D.    Manifestasi Klinik
Berdasarkan anatomis
1.    Gegar otak (comutio selebri)
       a.    Disfungsi neurologis sementara dapat pulih dengan atau tanpa kehilangan kesadaran
       b.    Pingsan kurang dari 10 menit atau mungkin hanya beberapa detik/menit
       c.    Sakit kepala, tidak mampu konsentrasi, vertigo, mungkin muntah
       d.    Kadang amnesia retrogard
2.    Edema serebri
       a.    Pingsan lebih dari 10 menit
       b.    Tidak ada kerusakan jaringan otak
       c.    Nyeri kepala, vertigo, muntah
3.    Memar otak (kontusio selebri)
     a.    Pecahnya pembuluh darah kapiler, tanda dan gejalanya bervariasi tergantung lokasi dan derajad
       b.    Ptechie dan rusaknya jaringan saraf disertai perdarahan
       c.    Peningkatan tekanan intracranial (PTIK)
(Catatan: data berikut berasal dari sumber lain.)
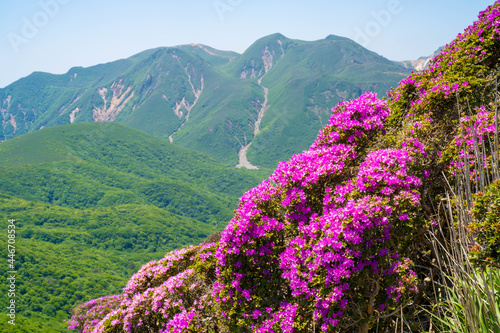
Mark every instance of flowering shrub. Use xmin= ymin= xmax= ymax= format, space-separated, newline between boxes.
xmin=69 ymin=243 xmax=218 ymax=333
xmin=469 ymin=179 xmax=500 ymax=267
xmin=213 ymin=93 xmax=420 ymax=332
xmin=70 ymin=1 xmax=500 ymax=332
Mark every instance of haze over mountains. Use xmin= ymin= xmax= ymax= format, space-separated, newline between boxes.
xmin=0 ymin=34 xmax=422 ymax=332
xmin=0 ymin=34 xmax=413 ymax=168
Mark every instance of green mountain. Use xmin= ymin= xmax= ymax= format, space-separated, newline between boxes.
xmin=0 ymin=123 xmax=267 ymax=332
xmin=0 ymin=34 xmax=410 ymax=168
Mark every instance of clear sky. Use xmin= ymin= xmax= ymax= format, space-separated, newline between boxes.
xmin=0 ymin=0 xmax=494 ymax=87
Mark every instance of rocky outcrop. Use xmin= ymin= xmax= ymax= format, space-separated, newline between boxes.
xmin=92 ymin=80 xmax=134 ymax=122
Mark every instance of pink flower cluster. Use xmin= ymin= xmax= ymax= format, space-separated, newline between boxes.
xmin=217 ymin=93 xmax=423 ymax=332
xmin=450 ymin=105 xmax=496 ymax=181
xmin=69 ymin=243 xmax=216 ymax=333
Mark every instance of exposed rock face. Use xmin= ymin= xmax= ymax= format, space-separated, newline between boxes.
xmin=92 ymin=80 xmax=134 ymax=122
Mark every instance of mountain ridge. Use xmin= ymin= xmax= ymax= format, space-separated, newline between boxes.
xmin=0 ymin=33 xmax=410 ymax=167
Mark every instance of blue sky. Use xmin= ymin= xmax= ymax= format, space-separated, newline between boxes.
xmin=0 ymin=0 xmax=494 ymax=87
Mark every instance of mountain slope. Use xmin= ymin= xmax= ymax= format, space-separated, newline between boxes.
xmin=0 ymin=123 xmax=265 ymax=332
xmin=0 ymin=34 xmax=410 ymax=167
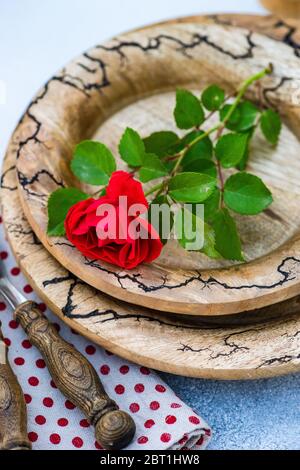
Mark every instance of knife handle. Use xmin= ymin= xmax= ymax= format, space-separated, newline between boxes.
xmin=0 ymin=322 xmax=31 ymax=450
xmin=15 ymin=301 xmax=135 ymax=449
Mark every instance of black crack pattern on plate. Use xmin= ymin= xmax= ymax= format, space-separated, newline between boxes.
xmin=12 ymin=22 xmax=299 ymax=293
xmin=17 ymin=169 xmax=65 ymax=199
xmin=6 ymin=216 xmax=42 ymax=246
xmin=1 ymin=165 xmax=18 ymax=191
xmin=262 ymin=77 xmax=292 ymax=107
xmin=274 ymin=20 xmax=300 ymax=57
xmin=43 ymin=272 xmax=199 ymax=330
xmin=256 ymin=353 xmax=300 ymax=369
xmin=96 ymin=31 xmax=256 ymax=60
xmin=85 ymin=256 xmax=300 ymax=293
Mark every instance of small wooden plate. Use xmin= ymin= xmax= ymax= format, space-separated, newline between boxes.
xmin=14 ymin=15 xmax=300 ymax=315
xmin=1 ymin=16 xmax=300 ymax=380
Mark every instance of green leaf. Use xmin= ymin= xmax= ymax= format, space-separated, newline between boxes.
xmin=260 ymin=109 xmax=282 ymax=145
xmin=200 ymin=222 xmax=222 ymax=259
xmin=213 ymin=208 xmax=244 ymax=261
xmin=174 ymin=208 xmax=204 ymax=251
xmin=174 ymin=90 xmax=205 ymax=129
xmin=169 ymin=173 xmax=217 ymax=202
xmin=175 ymin=208 xmax=220 ymax=259
xmin=224 ymin=172 xmax=273 ymax=215
xmin=148 ymin=195 xmax=174 ymax=245
xmin=140 ymin=153 xmax=168 ymax=183
xmin=219 ymin=104 xmax=241 ymax=130
xmin=204 ymin=188 xmax=221 ymax=222
xmin=182 ymin=131 xmax=213 ymax=167
xmin=236 ymin=126 xmax=256 ymax=171
xmin=47 ymin=188 xmax=90 ymax=237
xmin=144 ymin=131 xmax=179 ymax=157
xmin=215 ymin=134 xmax=248 ymax=168
xmin=71 ymin=140 xmax=116 ymax=185
xmin=201 ymin=85 xmax=225 ymax=111
xmin=119 ymin=127 xmax=145 ymax=167
xmin=220 ymin=101 xmax=259 ymax=132
xmin=182 ymin=160 xmax=217 ymax=178
xmin=171 ymin=130 xmax=213 ymax=162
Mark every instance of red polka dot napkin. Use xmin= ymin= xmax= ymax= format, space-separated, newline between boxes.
xmin=0 ymin=224 xmax=211 ymax=450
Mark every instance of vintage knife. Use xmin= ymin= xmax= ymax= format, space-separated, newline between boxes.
xmin=0 ymin=260 xmax=136 ymax=449
xmin=0 ymin=322 xmax=31 ymax=450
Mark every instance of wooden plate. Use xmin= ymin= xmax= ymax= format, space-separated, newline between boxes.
xmin=15 ymin=15 xmax=300 ymax=315
xmin=1 ymin=16 xmax=300 ymax=379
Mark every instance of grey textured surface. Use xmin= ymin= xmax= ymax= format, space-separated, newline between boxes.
xmin=161 ymin=374 xmax=300 ymax=450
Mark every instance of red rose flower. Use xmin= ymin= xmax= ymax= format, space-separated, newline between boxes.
xmin=65 ymin=171 xmax=163 ymax=269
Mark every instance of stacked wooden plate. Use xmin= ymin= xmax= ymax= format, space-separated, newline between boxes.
xmin=2 ymin=15 xmax=300 ymax=379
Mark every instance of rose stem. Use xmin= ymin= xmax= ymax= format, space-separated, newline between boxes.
xmin=145 ymin=64 xmax=273 ymax=197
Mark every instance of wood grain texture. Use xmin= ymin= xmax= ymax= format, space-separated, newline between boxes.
xmin=2 ymin=16 xmax=300 ymax=379
xmin=260 ymin=0 xmax=300 ymax=18
xmin=0 ymin=324 xmax=31 ymax=450
xmin=14 ymin=17 xmax=300 ymax=315
xmin=15 ymin=301 xmax=135 ymax=449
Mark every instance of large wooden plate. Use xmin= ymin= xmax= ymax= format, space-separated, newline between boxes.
xmin=15 ymin=14 xmax=300 ymax=315
xmin=1 ymin=16 xmax=300 ymax=379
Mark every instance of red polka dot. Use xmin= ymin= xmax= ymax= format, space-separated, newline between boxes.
xmin=28 ymin=377 xmax=40 ymax=387
xmin=57 ymin=418 xmax=69 ymax=428
xmin=38 ymin=303 xmax=47 ymax=312
xmin=144 ymin=419 xmax=155 ymax=429
xmin=24 ymin=393 xmax=32 ymax=405
xmin=22 ymin=339 xmax=32 ymax=349
xmin=178 ymin=436 xmax=188 ymax=445
xmin=129 ymin=403 xmax=140 ymax=413
xmin=95 ymin=441 xmax=103 ymax=450
xmin=119 ymin=366 xmax=129 ymax=375
xmin=100 ymin=364 xmax=110 ymax=375
xmin=165 ymin=415 xmax=177 ymax=424
xmin=9 ymin=320 xmax=19 ymax=330
xmin=137 ymin=436 xmax=148 ymax=444
xmin=43 ymin=397 xmax=53 ymax=408
xmin=50 ymin=380 xmax=57 ymax=388
xmin=14 ymin=357 xmax=25 ymax=366
xmin=189 ymin=416 xmax=200 ymax=424
xmin=0 ymin=251 xmax=8 ymax=259
xmin=196 ymin=436 xmax=204 ymax=446
xmin=79 ymin=419 xmax=90 ymax=428
xmin=35 ymin=359 xmax=46 ymax=369
xmin=150 ymin=401 xmax=160 ymax=411
xmin=115 ymin=384 xmax=125 ymax=395
xmin=23 ymin=284 xmax=33 ymax=294
xmin=85 ymin=345 xmax=96 ymax=356
xmin=35 ymin=415 xmax=46 ymax=425
xmin=10 ymin=267 xmax=20 ymax=276
xmin=49 ymin=433 xmax=61 ymax=445
xmin=160 ymin=432 xmax=171 ymax=442
xmin=72 ymin=437 xmax=83 ymax=449
xmin=171 ymin=403 xmax=182 ymax=408
xmin=65 ymin=400 xmax=76 ymax=410
xmin=134 ymin=384 xmax=145 ymax=393
xmin=28 ymin=432 xmax=39 ymax=442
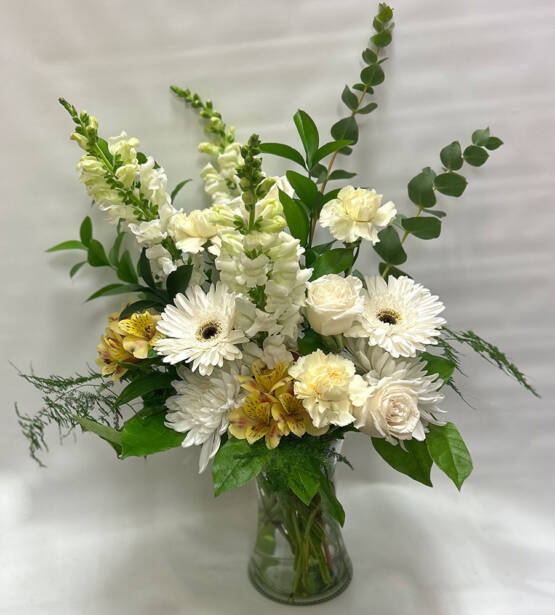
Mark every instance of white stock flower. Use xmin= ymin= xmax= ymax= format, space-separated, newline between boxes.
xmin=165 ymin=365 xmax=244 ymax=473
xmin=145 ymin=243 xmax=177 ymax=279
xmin=306 ymin=273 xmax=364 ymax=335
xmin=156 ymin=282 xmax=248 ymax=376
xmin=345 ymin=276 xmax=445 ymax=357
xmin=168 ymin=209 xmax=218 ymax=254
xmin=348 ymin=340 xmax=443 ymax=444
xmin=289 ymin=350 xmax=368 ymax=427
xmin=129 ymin=220 xmax=169 ymax=244
xmin=320 ymin=186 xmax=397 ymax=244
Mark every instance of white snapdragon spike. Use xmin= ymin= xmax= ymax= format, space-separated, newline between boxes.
xmin=168 ymin=209 xmax=218 ymax=254
xmin=348 ymin=340 xmax=444 ymax=445
xmin=155 ymin=282 xmax=248 ymax=376
xmin=165 ymin=364 xmax=245 ymax=473
xmin=289 ymin=350 xmax=368 ymax=427
xmin=320 ymin=186 xmax=397 ymax=244
xmin=145 ymin=243 xmax=178 ymax=280
xmin=306 ymin=273 xmax=364 ymax=335
xmin=128 ymin=220 xmax=168 ymax=246
xmin=345 ymin=276 xmax=445 ymax=357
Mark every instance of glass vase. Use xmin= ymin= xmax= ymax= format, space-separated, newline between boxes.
xmin=249 ymin=442 xmax=353 ymax=605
       d.    Penekanan batang otak
       e.    Penurunan kesadaran
       f.    Edema jaringan otak
       g.    Defisit neurologis
       h.    Herniasi
4.    Laserasi
a.    Hematoma Epidural
“talk dan die” tanda klasik: penurunan kesadaran ringan saat benturan, merupakan periode lucid (pikiran jernih), beberapa menit s.d beberapa jam, menyebabkan penurunan kesadaran dan defisit neurologis (tanda hernia):
      1)    Kacau mental → koma
      2)    Gerakan bertujuan → tubuh dekortikasi atau deseverbrasi
      3)    Pupil isokhor → anisokhor
b.    Hematoma subdural
     1)    Akumulasi darah di bawah lapisan duramater diatas arachnoid, biasanya karena aselerasi, deselerasi, pada lansia, alkoholik.
       2)    Perdarahan besar menimbulkan gejala-gejala seperti perdarahan epidura
       3)    Defisit neurologis dapat timbul berminggu-minggu sampai dengan berbulan-bulan
       4)    Gejala biasanya 24-48 jam post trauma (akut)
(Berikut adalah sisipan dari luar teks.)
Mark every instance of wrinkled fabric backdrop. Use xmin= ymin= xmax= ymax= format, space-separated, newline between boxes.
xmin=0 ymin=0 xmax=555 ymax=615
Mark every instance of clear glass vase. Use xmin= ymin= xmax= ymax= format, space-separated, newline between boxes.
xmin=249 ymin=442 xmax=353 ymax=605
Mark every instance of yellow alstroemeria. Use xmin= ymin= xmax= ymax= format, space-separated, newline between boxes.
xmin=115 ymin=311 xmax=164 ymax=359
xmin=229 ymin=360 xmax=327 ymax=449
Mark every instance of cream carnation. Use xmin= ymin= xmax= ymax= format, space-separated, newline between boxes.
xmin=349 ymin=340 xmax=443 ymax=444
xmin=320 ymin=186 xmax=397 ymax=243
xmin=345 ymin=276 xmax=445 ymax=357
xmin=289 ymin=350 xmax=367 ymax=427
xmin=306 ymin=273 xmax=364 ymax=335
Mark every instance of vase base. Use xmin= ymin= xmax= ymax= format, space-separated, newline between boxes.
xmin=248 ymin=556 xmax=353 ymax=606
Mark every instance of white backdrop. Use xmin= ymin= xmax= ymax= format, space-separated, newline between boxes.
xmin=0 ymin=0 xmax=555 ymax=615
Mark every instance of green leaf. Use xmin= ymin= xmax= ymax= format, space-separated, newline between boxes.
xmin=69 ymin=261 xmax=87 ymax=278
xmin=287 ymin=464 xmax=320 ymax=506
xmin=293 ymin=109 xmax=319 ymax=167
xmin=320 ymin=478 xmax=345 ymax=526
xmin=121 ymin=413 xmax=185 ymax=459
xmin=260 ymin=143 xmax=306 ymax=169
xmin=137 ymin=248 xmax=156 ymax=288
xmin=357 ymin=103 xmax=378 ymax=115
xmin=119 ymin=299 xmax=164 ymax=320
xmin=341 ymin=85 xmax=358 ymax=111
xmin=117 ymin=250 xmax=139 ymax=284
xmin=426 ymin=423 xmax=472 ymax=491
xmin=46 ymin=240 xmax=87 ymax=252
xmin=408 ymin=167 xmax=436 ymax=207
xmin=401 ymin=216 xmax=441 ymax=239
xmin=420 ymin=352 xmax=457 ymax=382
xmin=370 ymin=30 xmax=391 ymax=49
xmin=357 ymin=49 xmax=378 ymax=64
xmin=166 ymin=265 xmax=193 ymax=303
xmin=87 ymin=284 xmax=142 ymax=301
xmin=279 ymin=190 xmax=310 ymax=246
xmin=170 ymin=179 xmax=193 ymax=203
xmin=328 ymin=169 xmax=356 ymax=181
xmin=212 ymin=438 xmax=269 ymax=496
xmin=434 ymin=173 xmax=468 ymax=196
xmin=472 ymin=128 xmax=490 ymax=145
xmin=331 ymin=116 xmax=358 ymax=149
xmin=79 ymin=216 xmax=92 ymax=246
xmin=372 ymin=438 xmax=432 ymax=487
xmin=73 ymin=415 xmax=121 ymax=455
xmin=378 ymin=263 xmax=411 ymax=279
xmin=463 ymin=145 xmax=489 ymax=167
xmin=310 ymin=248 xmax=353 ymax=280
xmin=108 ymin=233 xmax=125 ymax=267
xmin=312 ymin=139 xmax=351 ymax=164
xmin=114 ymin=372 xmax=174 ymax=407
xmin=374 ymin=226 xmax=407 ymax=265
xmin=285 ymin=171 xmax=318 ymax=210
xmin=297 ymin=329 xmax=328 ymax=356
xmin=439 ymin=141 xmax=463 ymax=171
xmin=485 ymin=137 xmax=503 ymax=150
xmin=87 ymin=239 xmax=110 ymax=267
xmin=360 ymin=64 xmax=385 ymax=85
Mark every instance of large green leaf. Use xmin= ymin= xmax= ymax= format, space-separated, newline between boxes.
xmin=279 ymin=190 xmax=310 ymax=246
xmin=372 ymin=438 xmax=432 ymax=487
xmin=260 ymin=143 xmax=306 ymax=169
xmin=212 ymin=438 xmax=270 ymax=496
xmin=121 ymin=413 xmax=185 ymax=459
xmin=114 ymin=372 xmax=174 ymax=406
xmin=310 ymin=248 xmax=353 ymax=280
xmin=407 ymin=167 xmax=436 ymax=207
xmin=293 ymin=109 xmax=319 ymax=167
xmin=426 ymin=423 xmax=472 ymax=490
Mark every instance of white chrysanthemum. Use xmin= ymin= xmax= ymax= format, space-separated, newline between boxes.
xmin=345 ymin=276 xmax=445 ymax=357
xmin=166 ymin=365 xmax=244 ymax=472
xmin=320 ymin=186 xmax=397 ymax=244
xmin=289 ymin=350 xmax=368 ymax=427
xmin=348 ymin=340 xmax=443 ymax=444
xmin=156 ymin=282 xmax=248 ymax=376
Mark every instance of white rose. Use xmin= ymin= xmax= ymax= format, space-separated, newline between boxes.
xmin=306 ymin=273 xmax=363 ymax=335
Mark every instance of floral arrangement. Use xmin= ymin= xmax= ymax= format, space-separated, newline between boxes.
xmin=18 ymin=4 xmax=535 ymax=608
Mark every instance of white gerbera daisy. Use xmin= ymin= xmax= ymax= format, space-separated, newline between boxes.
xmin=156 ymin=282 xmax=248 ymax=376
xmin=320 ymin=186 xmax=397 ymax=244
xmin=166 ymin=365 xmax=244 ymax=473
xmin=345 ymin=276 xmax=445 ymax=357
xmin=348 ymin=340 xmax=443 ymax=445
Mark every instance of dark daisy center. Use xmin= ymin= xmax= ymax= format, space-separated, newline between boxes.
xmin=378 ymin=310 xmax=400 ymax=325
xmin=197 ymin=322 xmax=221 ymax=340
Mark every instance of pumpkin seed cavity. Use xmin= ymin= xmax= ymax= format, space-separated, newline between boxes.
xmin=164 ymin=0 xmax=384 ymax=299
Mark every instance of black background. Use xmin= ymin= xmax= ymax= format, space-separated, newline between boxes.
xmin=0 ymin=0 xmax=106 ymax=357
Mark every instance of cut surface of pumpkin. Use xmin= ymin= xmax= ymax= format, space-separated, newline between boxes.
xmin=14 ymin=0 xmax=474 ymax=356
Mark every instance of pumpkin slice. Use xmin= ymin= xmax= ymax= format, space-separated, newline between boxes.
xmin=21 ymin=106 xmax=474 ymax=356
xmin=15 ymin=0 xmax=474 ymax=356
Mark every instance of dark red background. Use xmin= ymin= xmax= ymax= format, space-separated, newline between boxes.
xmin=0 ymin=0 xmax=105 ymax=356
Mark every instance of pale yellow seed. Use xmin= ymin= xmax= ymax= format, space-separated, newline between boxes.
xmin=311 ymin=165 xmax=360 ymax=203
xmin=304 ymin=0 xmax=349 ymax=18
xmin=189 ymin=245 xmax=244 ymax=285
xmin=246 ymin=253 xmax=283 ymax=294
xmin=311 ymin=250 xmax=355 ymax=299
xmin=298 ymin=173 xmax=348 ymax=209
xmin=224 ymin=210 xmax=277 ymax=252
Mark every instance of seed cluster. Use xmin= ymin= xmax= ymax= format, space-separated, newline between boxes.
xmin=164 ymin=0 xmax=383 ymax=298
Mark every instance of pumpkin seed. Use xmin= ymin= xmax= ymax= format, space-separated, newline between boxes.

       5)    Perluasan massa lesi
       6)    Peningkatan TIK
       7)    Sakit kepala, lethargi, kacau mental, kejang
       8)    Disfasia
c.    Perdarahan sub arachnoid
       1)    Nyeri kepala hebat
       2)    Kaku kuduk

Berdasarkan nilai GCS (Glasgow Coma Scale)
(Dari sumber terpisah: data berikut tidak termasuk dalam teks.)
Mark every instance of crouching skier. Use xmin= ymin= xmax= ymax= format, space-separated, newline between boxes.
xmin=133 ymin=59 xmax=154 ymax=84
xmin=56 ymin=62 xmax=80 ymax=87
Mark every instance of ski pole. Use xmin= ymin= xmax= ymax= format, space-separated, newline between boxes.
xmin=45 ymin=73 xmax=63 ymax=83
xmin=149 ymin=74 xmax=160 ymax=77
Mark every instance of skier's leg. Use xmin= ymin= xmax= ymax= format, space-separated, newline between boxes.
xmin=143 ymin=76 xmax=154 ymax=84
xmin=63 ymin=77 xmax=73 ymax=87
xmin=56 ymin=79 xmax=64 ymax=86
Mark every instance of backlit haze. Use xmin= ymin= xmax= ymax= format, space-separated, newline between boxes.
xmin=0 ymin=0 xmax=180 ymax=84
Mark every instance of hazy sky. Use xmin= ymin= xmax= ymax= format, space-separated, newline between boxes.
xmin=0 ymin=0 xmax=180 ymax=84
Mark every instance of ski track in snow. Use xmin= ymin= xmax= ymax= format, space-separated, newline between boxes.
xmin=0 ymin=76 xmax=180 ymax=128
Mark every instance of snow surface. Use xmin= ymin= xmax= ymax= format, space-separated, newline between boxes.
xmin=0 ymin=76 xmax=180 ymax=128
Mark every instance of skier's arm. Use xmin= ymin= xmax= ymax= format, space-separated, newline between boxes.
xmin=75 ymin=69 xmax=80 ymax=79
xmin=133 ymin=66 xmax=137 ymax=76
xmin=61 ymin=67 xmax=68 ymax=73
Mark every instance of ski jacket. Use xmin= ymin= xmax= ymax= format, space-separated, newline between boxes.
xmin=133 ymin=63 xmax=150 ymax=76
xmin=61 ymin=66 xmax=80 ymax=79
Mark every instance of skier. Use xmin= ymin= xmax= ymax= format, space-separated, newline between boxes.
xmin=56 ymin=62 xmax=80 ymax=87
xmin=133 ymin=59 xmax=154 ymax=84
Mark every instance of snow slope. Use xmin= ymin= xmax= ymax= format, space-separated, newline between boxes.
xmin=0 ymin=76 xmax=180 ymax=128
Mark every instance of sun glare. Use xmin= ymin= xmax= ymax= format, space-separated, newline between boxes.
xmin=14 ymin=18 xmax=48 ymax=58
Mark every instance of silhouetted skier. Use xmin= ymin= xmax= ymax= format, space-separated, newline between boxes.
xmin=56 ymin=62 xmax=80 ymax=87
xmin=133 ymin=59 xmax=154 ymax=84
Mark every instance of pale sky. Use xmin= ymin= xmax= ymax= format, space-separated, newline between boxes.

1.    Cidera kepala Ringan (CKR)
       a.    GCS 13-15
       b.    Kehilangan kesadaran/amnesia <30 menit
       c.    Tidak ada fraktur tengkorak
       d.    Tidak ada kontusio celebral, hematoma

2.    Cidera Kepala Sedang (CKS)   
       a.    GCS 9-12
       b.    Kehilangan kesadaran dan atau amnesia >30 menit tetapi kurang dari 24 jam
       c.    Dapat mengalami fraktur tengkorak
3.    Cidera Kepala Berat (CKB)
       a.    GCS 3-8
       b.    Kehilangan kesadaran dan atau terjadi amnesia > 24 jam
    c.    Juga meliputi kontusio celebral, laserasi, atau hematoma intracranial (Hudak dan Gallo, 2001:226)

E.    Komplikasi
    Kemunduran pada kondisi pasien mungkin karena perluasan hematoma intrakranial, edema serebral progresif, dan herniasi otak.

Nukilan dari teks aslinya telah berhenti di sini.